SINGAPORE (Reuters) - It may be the world’s biggest traffic jam.
As ports struggle to cope with a global oil glut, huge queues of supertankers have formed in some of the world’s busiest sea lanes, where some 200 million barrels of crude lies waiting to be loaded or delivered.
The vessels, filled with oil worth around $7.5 billion at current market prices, would stretch for almost 40 km (25 miles) if formed up in one straight line.
One captain with more than 20 years at sea told Reuters his tanker had been anchored off Qingdao in northeastern China since late March and was unlikely to dock before the end of this week, a frustrating delay of more than three weeks.
“We’ve stayed here a long time,” he said, requesting anonymity because he is not authorized to speak to the press, but added that another kind of jam was helping to alleviate the boredom.
“We have a piano, drums, crew who play guitar – they are not professional but they are coming good. We have more than 1,000 DVDs so there is no need to watch the same one 20 times.”

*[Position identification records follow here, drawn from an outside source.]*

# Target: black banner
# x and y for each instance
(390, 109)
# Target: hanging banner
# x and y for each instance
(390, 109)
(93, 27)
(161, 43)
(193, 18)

The worst congestion is in the Middle East, as ports struggle to cope with soaring output available for export, and in Asia, where many ports have not been upgraded in time to deal with ravenous demand as consumers take advantage of cheap fuel.
“It’s the worst I’ve seen at Qingdao,” said a second tanker captain waiting to offload at the world’s seventh busiest port, adding that his crew was killing time doing maintenance work.
Ralph Leszczynski, head of research at shipbroker Banchero Costa, in Singapore, said the snarl-up was “one of the worst tanker traffic jams in recent years”.
The cause was “a perfect storm of red-hot demand from new entrant refineries in China and port infrastructure in the Middle East and Latin America that is unable to cope”, he said.
Ship tracking data shows 125 supertankers, with the capacity to carry oil to supply energy-hungry China for three weeks, waiting in line at ports. The combined daily cost is $6.25 million, based on current ship hire rates of around $50,000-a-day.
While daily tanker fees are typically borne by the fuel buyer, the port delays have a knock-on affect across the shipping industry.
“It messes up port schedules, catering schedules, crew schedules and the schedules of delivering the transported goods,” said one shipping logistics manager in Singapore. “It also raises the cost for pretty much everyone involved.”
And for dealers, a month-long delay can turn a profitable trade into a painful loss.
“If you’ve bought 100,000 barrels of crude at $40 (a barrel) that’ll cost you $4 million,” said one oil trader.
“And if you’ve calculated another 1.5 million bucks for a month’s worth of shipping, but you end up paying double that because your ship is stuck in port congestion, then that can seriously mess up everything from your schedule to your arbitrage profitability.”
At the heart of the congestion is an unprecedented rise in global oil production, along with rising consumption.
Soaring output has pulled down oil prices by as much as 70 percent since 2014. That has helped spur demand from China’s independent refiners, freed from government restrictions on imports just last year and gorging on plentiful crude, putting extra pressure on ports.
The oil glut is also causing congestion between the main producer and consumer hubs.
Almost all supertankers heading to Asia pass by Singapore or adjacent facilities in southern Malaysia, the world’s fuel station for tankers and also a global refinery and ship maintenance hub.
Shipping data shows that some 50 supertankers are currently anchored in or close to Singaporean waters for refueling, maintenance or waiting to deliver crude to refineries or be used as floating storage.
For sailors stuck a queue of anchored tankers, one of the biggest problems is simply wiling away the time.
“Some of the ships are well-equipped for their crews, but many aren’t,” said a Filipino sailor who left a very large crude carrier (VLCC) in March after a voyage to China.
“On my last one, we had no regular internet ... only an old TV with a couple of old DVD movies. The food is terrible and while waiting to offload we did pretty hard maintenance work. The sort of stuff you can’t do when the engine is running.”
Captain Alan Loynd, who spent more than 25 years at sea and is now a marine consultant, said long port delays were rare, but could be tedious and isolating when they happened.
And unlike in previous eras, having a couple of beers to break the monotony is usually out of the question.
“The chances of getting ashore are remote,” he said. “A lot of ships are now dry, so there’s no alcohol on board.”